Joseph Gorgoni, 57 ans, entamera sa tournée «Marie-Thérèse Porchet fête ses 30 ans (de carrière)» le 30 novembre prochain.

Nathan Hausermann

Joseph Gorgoni est de retour de Paris lorsqu'il nous parle au téléphone mercredi dernier. «C'est ma deuxième ville. J'ai beaucoup d'amis là-bas et j'ai envie d'y retourner bientôt», dit-il. Et pourquoi pas pour y jouer son nouveau spectacle, «Marie-Thérèse Porchet fête ses 30 ans (de carrière)». D'une voix émue, il décrit les cinq shows complets à l'Olympia et les «belles lettres rouges à l'entrée de la salle». «Un des meilleurs souvenirs de ma vie», confie-t-il.

Avant que ce rêve se réalise peut-être à nouveau, il traverse la Suisse romande dès le 30 novembre pour raconter les nouvelles péripéties de notre quinqua fan de Tupperware préférée. Quel bonheur de retrouver ce personnage alors qu'on a failli perdre son interprète, il y a trois ans. Joseph Gorgoni a en effet subi une transplantation des poumons pour cause de fibrose aiguë et des complications liées au Covid. Il est resté plus de quarante jours dans le coma. Depuis, il a sorti une autobiographie et créé un show «TransPlanté» qu'il continue de jouer les prochains mois. «Je me suis assez reposé. Place au travail», s'exclame-t-il.

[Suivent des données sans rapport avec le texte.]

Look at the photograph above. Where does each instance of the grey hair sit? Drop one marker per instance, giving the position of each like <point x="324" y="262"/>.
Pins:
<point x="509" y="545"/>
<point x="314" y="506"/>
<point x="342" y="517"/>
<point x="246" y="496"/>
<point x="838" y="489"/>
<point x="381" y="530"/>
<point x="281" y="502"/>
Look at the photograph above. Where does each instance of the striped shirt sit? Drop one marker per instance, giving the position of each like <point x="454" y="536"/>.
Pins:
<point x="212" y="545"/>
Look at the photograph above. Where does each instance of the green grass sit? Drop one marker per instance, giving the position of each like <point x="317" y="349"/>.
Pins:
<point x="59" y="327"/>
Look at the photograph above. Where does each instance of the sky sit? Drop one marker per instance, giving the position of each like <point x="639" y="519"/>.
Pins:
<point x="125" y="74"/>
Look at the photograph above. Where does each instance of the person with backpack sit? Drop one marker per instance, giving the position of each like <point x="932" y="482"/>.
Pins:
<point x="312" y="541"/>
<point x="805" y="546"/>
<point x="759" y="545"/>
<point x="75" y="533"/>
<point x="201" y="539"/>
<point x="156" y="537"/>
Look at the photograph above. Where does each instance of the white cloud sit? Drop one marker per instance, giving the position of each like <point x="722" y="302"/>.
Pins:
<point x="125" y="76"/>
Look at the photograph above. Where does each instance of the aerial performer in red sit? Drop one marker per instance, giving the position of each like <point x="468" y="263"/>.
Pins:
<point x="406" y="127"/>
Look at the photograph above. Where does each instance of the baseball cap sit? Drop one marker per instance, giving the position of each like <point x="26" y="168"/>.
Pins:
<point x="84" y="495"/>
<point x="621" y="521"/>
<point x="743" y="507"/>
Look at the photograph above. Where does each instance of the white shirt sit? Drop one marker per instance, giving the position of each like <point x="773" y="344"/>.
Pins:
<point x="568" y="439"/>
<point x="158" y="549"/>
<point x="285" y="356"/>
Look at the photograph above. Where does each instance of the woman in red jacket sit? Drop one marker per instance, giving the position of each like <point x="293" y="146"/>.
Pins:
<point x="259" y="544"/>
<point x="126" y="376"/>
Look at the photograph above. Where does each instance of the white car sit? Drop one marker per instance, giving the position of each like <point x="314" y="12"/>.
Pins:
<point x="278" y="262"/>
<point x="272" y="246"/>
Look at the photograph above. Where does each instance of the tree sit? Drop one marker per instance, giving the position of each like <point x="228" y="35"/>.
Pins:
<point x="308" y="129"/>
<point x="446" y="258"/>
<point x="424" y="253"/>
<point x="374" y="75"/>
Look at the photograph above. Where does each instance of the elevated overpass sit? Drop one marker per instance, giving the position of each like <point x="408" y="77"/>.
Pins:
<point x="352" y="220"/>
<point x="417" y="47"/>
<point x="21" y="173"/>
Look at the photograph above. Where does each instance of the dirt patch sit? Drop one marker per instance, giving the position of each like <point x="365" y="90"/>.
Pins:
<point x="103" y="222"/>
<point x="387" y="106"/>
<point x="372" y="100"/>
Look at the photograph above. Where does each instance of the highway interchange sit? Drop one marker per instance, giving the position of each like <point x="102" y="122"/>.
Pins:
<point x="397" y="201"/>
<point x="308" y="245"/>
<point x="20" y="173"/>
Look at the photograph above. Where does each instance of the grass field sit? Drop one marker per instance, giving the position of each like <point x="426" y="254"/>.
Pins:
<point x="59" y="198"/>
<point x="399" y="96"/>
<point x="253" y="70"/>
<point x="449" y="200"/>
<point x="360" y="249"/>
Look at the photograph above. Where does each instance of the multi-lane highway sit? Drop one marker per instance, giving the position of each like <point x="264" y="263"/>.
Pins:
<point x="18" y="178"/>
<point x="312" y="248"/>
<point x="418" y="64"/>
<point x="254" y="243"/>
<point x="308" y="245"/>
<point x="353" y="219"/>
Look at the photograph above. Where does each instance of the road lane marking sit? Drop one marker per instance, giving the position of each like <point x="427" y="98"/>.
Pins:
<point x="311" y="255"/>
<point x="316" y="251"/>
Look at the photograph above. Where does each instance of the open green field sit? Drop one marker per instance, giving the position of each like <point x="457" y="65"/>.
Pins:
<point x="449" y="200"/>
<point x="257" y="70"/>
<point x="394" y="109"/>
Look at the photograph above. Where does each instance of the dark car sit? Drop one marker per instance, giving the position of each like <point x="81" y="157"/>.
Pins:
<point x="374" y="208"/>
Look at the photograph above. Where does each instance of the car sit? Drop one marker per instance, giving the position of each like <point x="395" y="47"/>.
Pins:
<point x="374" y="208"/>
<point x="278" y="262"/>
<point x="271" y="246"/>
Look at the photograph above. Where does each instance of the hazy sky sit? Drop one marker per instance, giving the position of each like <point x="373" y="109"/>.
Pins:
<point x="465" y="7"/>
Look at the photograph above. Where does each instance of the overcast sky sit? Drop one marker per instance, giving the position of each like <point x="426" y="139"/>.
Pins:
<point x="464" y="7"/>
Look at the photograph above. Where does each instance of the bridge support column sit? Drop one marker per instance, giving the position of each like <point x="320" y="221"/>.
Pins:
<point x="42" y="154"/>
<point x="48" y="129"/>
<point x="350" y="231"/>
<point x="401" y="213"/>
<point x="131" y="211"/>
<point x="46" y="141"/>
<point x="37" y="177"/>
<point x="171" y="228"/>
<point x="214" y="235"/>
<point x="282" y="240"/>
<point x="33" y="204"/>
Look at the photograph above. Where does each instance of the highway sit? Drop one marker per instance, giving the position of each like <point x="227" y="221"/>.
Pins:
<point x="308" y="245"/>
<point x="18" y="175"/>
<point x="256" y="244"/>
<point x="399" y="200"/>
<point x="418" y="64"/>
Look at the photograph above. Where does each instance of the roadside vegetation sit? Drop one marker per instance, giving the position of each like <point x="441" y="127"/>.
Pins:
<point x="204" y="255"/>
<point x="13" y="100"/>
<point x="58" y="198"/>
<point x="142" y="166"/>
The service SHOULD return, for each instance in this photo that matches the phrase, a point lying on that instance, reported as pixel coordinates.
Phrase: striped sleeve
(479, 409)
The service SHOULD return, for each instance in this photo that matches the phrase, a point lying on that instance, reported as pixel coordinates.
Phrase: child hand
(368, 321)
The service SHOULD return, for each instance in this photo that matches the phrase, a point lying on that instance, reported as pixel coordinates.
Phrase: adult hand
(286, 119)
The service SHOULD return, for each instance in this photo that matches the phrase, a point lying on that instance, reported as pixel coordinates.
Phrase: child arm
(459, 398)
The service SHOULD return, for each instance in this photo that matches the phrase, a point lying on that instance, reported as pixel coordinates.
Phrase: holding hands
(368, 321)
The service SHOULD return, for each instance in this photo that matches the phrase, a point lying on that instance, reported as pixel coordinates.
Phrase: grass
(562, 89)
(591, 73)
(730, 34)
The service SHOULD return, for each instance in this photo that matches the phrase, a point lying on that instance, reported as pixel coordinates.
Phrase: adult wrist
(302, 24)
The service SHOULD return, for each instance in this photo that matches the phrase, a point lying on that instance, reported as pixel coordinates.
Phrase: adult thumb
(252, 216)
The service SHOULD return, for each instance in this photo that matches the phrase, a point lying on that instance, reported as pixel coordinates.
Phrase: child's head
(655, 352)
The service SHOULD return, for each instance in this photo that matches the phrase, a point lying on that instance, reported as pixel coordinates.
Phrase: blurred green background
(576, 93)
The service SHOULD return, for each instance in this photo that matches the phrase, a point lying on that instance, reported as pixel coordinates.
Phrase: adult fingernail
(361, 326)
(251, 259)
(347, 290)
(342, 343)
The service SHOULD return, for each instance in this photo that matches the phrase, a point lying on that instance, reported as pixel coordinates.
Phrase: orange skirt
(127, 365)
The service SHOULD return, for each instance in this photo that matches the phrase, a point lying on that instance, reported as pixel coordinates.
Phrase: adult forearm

Joseph Gorgoni, pour commencer, comment allez-vous?

Mieux. Franchement, j'ai beaucoup de chance. On m'avait mis dans le coma, il y a trois ans presque jour pour jour. C'était le 21 novembre 2020. Aujourd'hui, je viens de sortir un livre intitulé «TransPlanté» et un nouveau spectacle arrive. Tout va bien.

Votre prochain show s'intitule «Marie-Thérèse Porchet fête ses 30 ans». Est-ce qu'elle fait enfin son âge?

(Rires.) Il ne faut pas lui dire ça. En revanche, on peut dire que j'ai l'âge du rôle maintenant. Mais Marie-Thérèse, elle, ne change pas. Elle est un peu comme Tintin... Ou plutôt la Castafiore. Elle reste figée dans le temps et aura toujours 50 ans.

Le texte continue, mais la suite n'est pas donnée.